Landlords are poised to see further increase in rents as the market slowdown continues to spook investors.
The value of new housing finance commitments fell in March according to the latest ABS statistics, dropping by 1.6% in trend terms and 0.1% in seasonally adjusted terms.
Loans for construction saw a 1.1% fall over the month and an 8.1% drop over the quarter in seasonally adjusted terms, while loans for the purchase of new dwellings saw a monthly rise of 2.4% but a quarterly drop of 20.1%.
Property investors continued to shy away from making purchases in March, with the value of investment housing commitments – in trend terms – seeing its second 1.3% drop in as many months.
“The loss of momentum in the housing supply reform process has combined with heightened interest rate pressure to deal a telling blow to new residential construction at the very time when a sustained boost to supply was the required outcome,” said HIA chief economist Harley Dale.
The HIA was particularly concerned by seasonally adjusted figures for the March quarter, which saw the number of owner occupier loans for new housing fall in all states and territories.
The ACT saw the biggest drop of 23.4%, followed by Victoria (17.4%), Queensland (14.9%), Tasmania (13.5%), the Northern Territory (12.1%), New South Wales (10.2%), South Australia (3.4%) and Western Australia (0.5%).
One positive sign however was the increase in the number of first home buyers taking on a mortgage, with their percentage of all owner occupied housing commitments rising from 14.9% in February to 16% in March.

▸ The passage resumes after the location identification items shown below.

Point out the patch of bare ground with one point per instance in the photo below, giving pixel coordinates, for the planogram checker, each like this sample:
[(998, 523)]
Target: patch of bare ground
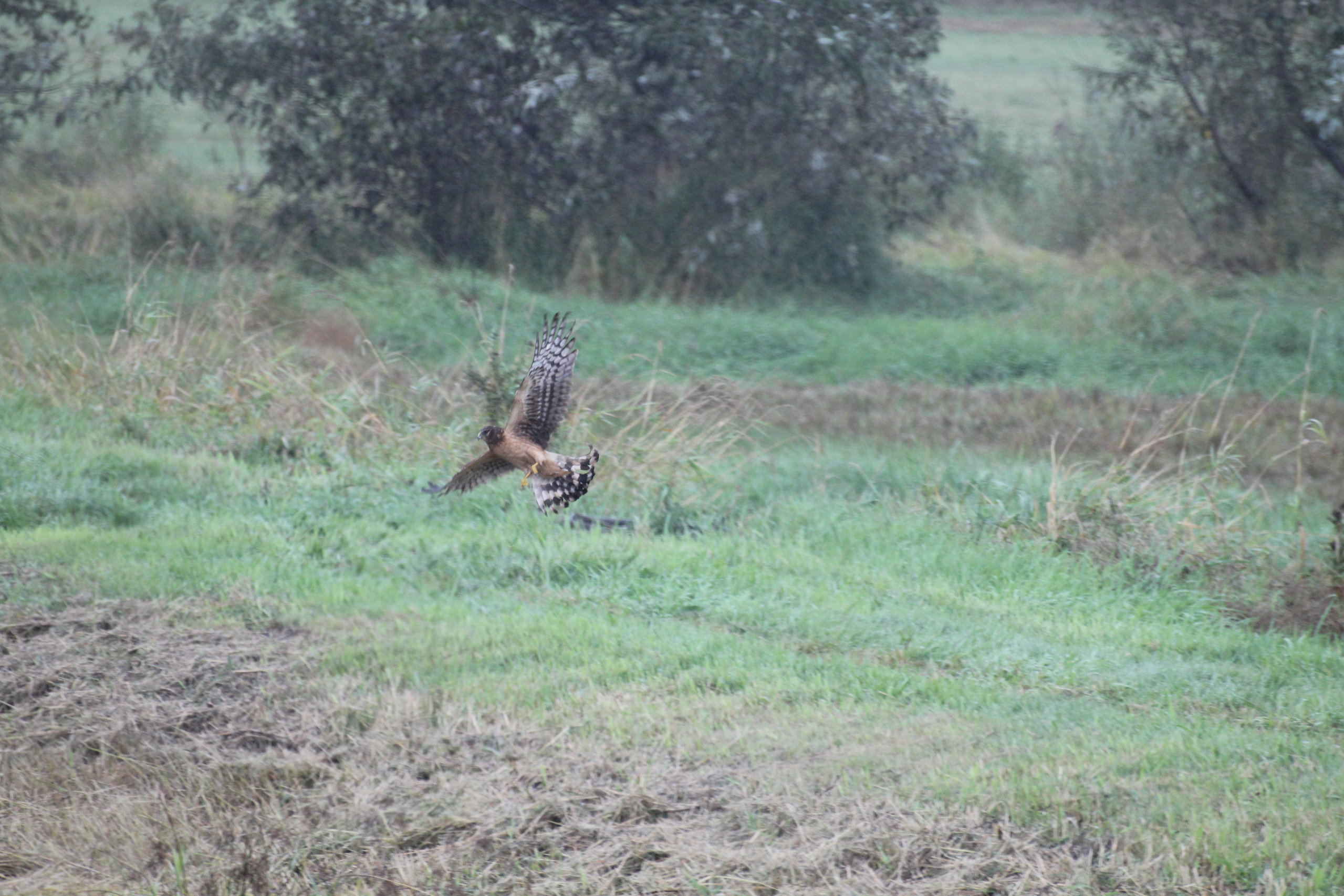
[(147, 748)]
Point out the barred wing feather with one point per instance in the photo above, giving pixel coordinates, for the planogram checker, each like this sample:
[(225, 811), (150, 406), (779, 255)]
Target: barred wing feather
[(542, 401)]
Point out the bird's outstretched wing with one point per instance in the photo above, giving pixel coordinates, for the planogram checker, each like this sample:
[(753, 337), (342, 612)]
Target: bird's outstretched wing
[(544, 398), (479, 472)]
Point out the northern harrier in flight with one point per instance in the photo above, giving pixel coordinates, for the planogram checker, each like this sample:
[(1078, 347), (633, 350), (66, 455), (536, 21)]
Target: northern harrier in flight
[(539, 408)]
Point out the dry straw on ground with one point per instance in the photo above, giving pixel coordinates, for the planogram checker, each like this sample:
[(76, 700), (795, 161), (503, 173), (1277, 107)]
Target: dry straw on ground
[(148, 748)]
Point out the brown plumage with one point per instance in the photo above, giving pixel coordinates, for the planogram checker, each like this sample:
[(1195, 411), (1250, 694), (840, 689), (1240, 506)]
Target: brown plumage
[(539, 408)]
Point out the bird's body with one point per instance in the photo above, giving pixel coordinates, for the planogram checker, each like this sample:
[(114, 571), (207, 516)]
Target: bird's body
[(539, 408)]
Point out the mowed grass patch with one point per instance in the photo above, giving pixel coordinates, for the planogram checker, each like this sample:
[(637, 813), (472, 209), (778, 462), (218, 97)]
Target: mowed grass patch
[(849, 640), (828, 614)]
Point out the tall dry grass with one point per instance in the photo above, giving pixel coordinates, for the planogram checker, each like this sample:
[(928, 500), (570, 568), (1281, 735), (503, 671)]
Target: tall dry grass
[(249, 375), (152, 748)]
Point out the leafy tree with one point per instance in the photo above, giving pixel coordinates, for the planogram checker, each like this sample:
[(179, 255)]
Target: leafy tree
[(1242, 98), (34, 50), (702, 147)]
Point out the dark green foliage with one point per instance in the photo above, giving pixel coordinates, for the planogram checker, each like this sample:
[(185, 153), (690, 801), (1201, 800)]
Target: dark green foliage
[(1242, 101), (699, 148), (34, 46)]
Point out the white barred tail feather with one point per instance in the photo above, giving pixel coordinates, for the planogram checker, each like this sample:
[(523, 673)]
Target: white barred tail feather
[(557, 493)]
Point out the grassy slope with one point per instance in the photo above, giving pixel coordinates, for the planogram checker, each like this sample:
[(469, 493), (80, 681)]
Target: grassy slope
[(830, 621), (1057, 327), (828, 624), (864, 636), (1013, 65)]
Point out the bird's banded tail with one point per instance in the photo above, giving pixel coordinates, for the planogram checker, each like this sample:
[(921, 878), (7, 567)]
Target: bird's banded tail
[(559, 492)]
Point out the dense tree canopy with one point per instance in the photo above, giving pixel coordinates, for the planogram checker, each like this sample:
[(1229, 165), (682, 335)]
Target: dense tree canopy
[(1245, 96), (34, 47), (699, 147)]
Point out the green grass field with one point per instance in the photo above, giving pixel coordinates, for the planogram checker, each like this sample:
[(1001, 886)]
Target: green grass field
[(824, 616), (1013, 579)]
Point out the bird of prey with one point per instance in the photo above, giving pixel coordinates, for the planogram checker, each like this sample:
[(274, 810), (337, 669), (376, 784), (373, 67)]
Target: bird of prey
[(539, 408)]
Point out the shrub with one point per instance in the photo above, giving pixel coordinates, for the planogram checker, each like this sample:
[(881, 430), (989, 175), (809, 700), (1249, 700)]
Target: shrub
[(34, 37), (1242, 101), (698, 148)]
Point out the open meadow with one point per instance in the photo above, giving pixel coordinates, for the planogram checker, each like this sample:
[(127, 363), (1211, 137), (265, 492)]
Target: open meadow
[(1019, 578)]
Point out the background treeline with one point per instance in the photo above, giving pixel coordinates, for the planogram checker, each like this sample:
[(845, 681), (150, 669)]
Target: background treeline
[(693, 150)]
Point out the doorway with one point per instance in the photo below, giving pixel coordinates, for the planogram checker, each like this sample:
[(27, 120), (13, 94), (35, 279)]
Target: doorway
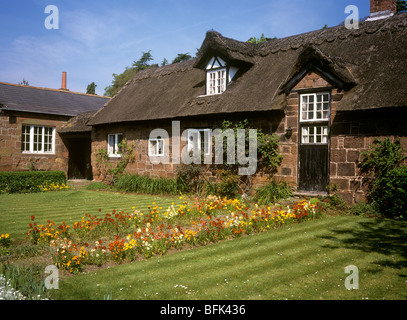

This however is well below both the long-run national average of 20.1%, and the 27.1% figure seen just over a year ago, says the REIA.
“It is positive news that first home buyer numbers have increased (as a percentage of the market) but there is still a long way to go to see a healthy number. The RBA should not see this as a sign to increase interest rates next month,” said REIA President David Airey.